- Country: Pakistan
- Province: Sindh
- District: Mirpur Khas

Population (2023)
- • Total: 20,569

= Hingorno =

Hingorno is a small town and Town Committee, situated in Sindhri Tehsil, Mirpur Khas District in Sindh, Pakistan. The Chairperson of Town Community Hingorno Rukhsan Shar and Vice Chairmen Mohammad Ismail Shekh.

4 B School facilities in Hingorno are:
- (1) Govt Higher Secondary School Hingorno for Boys (Under the guidance and supervision of Head Master Farooq Brohi)
- (2) Govt Primary School Noor Mohammad Shar (Under the guidance and supervision of Head Master Abdul Razzaque Soomro)
- (3) Govt Primary School Hingorno (Under the guidance and supervision of Head Master Raza Muhammad Halepoto)
- (4) Government Campus Middle School Hingorno (Under the guidance and supervision of Head Master Madam Riffat Halepoto)
- (5) In addition to that there is a Private school under the name of The Hawks Public School Hingorno Under the guidance and supervision of Ayaz Ali Kumbhar

1) In addition to that there is a Private Academy under the name of Self Excellence Academy Hingorno Under the guidance and supervision of Ayaz Ali Kumbhar (Academic Time 02:00 pm to 06:30 pm)

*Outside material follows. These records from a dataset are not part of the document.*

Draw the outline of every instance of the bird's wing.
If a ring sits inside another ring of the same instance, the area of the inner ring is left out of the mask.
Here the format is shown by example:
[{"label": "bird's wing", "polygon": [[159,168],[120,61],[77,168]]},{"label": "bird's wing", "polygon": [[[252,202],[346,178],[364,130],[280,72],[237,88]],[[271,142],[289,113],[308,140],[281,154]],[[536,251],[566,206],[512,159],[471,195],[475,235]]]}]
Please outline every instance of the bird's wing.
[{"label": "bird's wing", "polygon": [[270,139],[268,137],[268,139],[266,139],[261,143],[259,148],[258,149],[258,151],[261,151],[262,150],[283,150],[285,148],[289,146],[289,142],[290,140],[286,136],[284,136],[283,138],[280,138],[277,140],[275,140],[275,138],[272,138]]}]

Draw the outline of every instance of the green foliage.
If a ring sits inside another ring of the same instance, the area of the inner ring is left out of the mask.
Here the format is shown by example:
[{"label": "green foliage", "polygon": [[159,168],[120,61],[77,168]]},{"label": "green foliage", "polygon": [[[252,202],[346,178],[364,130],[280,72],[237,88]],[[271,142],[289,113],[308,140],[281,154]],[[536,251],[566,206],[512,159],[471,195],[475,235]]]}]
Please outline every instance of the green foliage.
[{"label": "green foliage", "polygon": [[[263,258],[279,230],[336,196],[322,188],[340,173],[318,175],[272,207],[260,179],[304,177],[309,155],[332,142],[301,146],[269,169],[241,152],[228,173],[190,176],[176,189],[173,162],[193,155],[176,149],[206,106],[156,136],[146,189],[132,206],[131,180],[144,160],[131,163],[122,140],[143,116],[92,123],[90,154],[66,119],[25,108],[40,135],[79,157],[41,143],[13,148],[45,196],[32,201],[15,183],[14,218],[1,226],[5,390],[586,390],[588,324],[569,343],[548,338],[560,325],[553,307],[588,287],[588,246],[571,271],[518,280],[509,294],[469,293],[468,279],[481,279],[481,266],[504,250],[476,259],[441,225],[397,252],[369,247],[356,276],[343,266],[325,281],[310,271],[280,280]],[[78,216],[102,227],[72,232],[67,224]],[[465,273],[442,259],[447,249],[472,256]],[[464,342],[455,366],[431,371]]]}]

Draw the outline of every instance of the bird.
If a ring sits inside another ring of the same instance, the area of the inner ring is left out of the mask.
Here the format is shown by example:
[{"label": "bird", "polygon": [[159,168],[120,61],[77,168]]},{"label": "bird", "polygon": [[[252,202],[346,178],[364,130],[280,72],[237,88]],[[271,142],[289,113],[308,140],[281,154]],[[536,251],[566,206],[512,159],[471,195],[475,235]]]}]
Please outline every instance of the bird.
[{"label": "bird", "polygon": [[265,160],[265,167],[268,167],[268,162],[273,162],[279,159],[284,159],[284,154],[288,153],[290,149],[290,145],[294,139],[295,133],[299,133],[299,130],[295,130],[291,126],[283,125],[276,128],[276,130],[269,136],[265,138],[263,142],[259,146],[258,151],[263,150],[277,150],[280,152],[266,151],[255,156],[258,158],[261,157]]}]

2) In addition to that there is a Private Academy under the name of Sun-Shine Academy Hingorno Under the guidance and supervision of Raj Kumar Dhandev (Academic Time 02:00 pm to 06:30 pm)

2 Nadra e Sahult

2 Bigest Nadra in Hingorno 1.Nadra E Sahulat Registration Sindhri, 2.Al.Rizwan Computers and Nadra e Sahulat Hingorno(pvt) PROP:+ Ab Qadir, Salman Qadir, Munsif Ali

In the Hospital facility at Hingorno there is a Government Civil Hospital(in collaboration with PPHI).

Both Muslim and Hindu communities have been living in the town for centuries.

==Occupations==
A large portion of the population depends on agriculture. The main crops are cotton, wheat, mustard, onions, sugarcane, vegetables and fruit. Ten percent of the population holds other occupations, including private and government jobs.

==Facilities==
A government hospital is available for first aid services. Several mosques, including the historical Motia Masjid, are available for the Muslim communities.